Jak odpoczywać, by naprawdę wypocząć i być gotowym na podjęcie pracy po urlopie z ochotą i energią? Jak pozwolić na relaks nie tylko ciału, ale i głowie? Odpowiedź na te pytania w dużej mierze możemy zaczerpnąć z kultury Dalekiego Wschodu, w której od wieków działa się zgodnie z zasadą „w zdrowym ciele zdrowy duch”.
Fragment artykułu z miesięcznika „Dyrektor Szkoły” 2021/7
Zanim jednak poznamy techniki pozwalające na pełne wykorzystanie wolnego czasu, warto zmierzyć się z przekonaniami dotyczącymi odpoczywania, bo wielu z nas to właśnie one przeszkadzają w cieszeniu się przerwą od pracy.
W kulturze zachodniej funkcjonuje kilka powiedzeń, które sprawiają, że odpoczywając, czujemy się winni:
- bez pracy nie ma kołaczy,
- gdzie pracują, tam chleb mają, gdzie próżnują, biedę mają,
- inteligentni ludzie się nie nudzą (dzieci bywają straszone nudą jako najgorszą rzeczą mogącą się przytrafić człowiekowi).
W efekcie bezczynność staje się tożsama z jakąś formą zagrożenia. Przestrzenią, w której pojawią się niechciane myśli lub odczucia. Czymś nieprzyjemnym, czego należy unikać. Nic więc dziwnego, że na urlopie odczuwamy wyrzuty sumienia czy lęk, a niektórzy z nas wręcz unikają wolnego czasu, co wiedzie prostą drogą do wypalenia zawodowego.
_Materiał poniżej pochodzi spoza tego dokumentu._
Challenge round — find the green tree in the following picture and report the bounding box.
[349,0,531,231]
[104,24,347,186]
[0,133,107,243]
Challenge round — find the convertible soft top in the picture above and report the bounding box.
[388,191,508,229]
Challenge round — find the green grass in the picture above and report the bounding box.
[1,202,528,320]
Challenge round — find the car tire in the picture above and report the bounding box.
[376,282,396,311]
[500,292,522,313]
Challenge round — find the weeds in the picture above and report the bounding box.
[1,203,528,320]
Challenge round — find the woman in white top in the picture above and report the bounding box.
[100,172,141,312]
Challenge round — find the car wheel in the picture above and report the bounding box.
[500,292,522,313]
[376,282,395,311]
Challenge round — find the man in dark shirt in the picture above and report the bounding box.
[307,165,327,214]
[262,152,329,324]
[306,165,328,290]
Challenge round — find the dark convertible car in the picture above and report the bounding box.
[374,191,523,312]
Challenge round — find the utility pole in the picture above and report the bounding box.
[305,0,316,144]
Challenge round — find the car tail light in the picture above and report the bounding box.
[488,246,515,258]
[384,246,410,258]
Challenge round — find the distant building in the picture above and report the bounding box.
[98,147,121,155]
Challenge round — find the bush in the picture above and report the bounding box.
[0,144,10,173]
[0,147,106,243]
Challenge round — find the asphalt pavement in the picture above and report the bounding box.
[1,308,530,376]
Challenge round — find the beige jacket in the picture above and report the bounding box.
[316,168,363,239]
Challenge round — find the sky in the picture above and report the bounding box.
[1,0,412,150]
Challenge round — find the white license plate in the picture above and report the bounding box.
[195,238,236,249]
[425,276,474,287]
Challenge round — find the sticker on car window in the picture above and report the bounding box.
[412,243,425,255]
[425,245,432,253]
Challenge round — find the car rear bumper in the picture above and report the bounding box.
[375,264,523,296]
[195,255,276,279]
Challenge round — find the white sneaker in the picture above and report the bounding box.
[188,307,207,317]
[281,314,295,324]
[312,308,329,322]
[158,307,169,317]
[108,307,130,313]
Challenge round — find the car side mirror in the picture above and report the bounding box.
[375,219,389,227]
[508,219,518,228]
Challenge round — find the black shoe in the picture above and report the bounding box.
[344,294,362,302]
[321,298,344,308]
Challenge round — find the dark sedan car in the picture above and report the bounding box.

Odpoczynek bywa wyzwaniem. Ernest Hemingway mawiał, że choć pisanie jest dla niego trudne, to robienie sobie od niego dnia przerwy, w którym zmuszał się do wypoczynku, było jego największym wyzwaniem. Zaś Stephen King w książce Jak pisać. Pamiętnik rzemieślnika przyznaje: Dla mnie niepracowanie jest prawdziwą pracą.